It is thought he began it at a time when his overriding interest lay in the technicalities of counterpoint – how to achieve ‘natural’ polyphony while obeying mechanical rules - and that he went back to it when musical dramaturgy was uppermost in his mind. His son Carl Philipp Emanuel tried to drum up interest in it by pointing out that his father had encoded his name in the unfinished final fugue, but the sheet music didn’t sell and he had to dispose of the printer’s plates as scrap metal. Since then the work has exerted ever-increasing fascination – the Nazis flourished it as being iconically German – and Bach’s keyboard scoring has been trumped by scorings for a wide variety of instruments including saxophones.
If the most successful transpositions have been for string quartet, that’s for two good reasons: these instruments bring out the voices in high relief, and their combined sound can generate the choral effects which Bach was often implicitly striving for. And to hear the Budapest-based Keller Quartet play this work in the perfect acoustic of Kings Place was an unforgettable experience. Any lingering keyboard thoughts were banished in the first few bars by the muscular dissonances and by the sheer glow of their sound, and as each successive fugue added its variation – inverted, back to front, inside out - the structure attained magnificence. The timbre was vibrato-free, the tempi were vivid and varied, and though the sound of Judit Szabo’s cello sometimes stood out as a particular delight, the synergy was ideal. One had the sense, as the four bows finally froze in mid-air, of having assisted at a performance for the gods. Anyone interested can catch this ensemble (with two cast-changes) playing the same work twenty years ago for ECM records, and with the same poise.
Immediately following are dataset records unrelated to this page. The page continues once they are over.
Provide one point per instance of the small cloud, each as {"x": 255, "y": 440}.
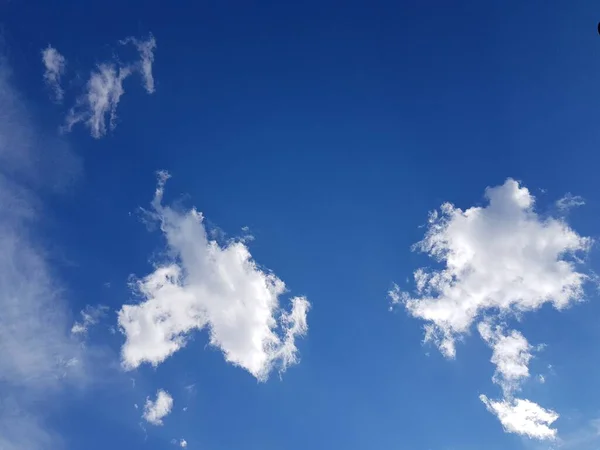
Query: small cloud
{"x": 569, "y": 201}
{"x": 523, "y": 417}
{"x": 541, "y": 379}
{"x": 89, "y": 317}
{"x": 155, "y": 411}
{"x": 103, "y": 93}
{"x": 511, "y": 355}
{"x": 146, "y": 49}
{"x": 54, "y": 68}
{"x": 104, "y": 90}
{"x": 201, "y": 288}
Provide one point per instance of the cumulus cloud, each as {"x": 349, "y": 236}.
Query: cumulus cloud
{"x": 497, "y": 260}
{"x": 523, "y": 417}
{"x": 89, "y": 317}
{"x": 569, "y": 201}
{"x": 104, "y": 90}
{"x": 155, "y": 411}
{"x": 210, "y": 286}
{"x": 38, "y": 353}
{"x": 54, "y": 68}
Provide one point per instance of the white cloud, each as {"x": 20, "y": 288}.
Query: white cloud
{"x": 500, "y": 258}
{"x": 523, "y": 417}
{"x": 89, "y": 317}
{"x": 511, "y": 355}
{"x": 54, "y": 64}
{"x": 156, "y": 411}
{"x": 104, "y": 90}
{"x": 210, "y": 286}
{"x": 569, "y": 201}
{"x": 38, "y": 354}
{"x": 146, "y": 49}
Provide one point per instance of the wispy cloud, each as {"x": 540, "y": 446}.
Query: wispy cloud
{"x": 500, "y": 259}
{"x": 54, "y": 65}
{"x": 215, "y": 287}
{"x": 89, "y": 317}
{"x": 38, "y": 353}
{"x": 569, "y": 201}
{"x": 146, "y": 50}
{"x": 104, "y": 89}
{"x": 155, "y": 411}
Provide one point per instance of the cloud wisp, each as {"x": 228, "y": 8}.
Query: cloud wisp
{"x": 498, "y": 260}
{"x": 38, "y": 353}
{"x": 156, "y": 410}
{"x": 54, "y": 69}
{"x": 90, "y": 316}
{"x": 214, "y": 287}
{"x": 98, "y": 104}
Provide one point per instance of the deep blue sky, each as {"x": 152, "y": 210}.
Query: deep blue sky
{"x": 330, "y": 129}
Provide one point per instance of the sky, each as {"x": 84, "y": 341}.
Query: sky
{"x": 298, "y": 225}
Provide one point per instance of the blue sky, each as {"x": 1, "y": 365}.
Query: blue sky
{"x": 264, "y": 296}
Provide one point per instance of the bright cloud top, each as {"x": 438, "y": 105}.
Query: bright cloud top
{"x": 104, "y": 89}
{"x": 54, "y": 65}
{"x": 499, "y": 259}
{"x": 502, "y": 257}
{"x": 523, "y": 417}
{"x": 210, "y": 286}
{"x": 155, "y": 411}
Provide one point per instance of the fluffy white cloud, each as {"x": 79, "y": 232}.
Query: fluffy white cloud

In the following Bach Unwrapped concert, Charles Owen delivered the third, fifth, and sixth Partitas in his own unique style: pellucid articulation, a bright and shining sound, absolutely no pedal, and an exuberant delight in these colourful works’ Houdini-like technical challenges. I could have done with more tonal contrast in the Sarabandes but, as Bach pianism goes, this was as exciting as it gets.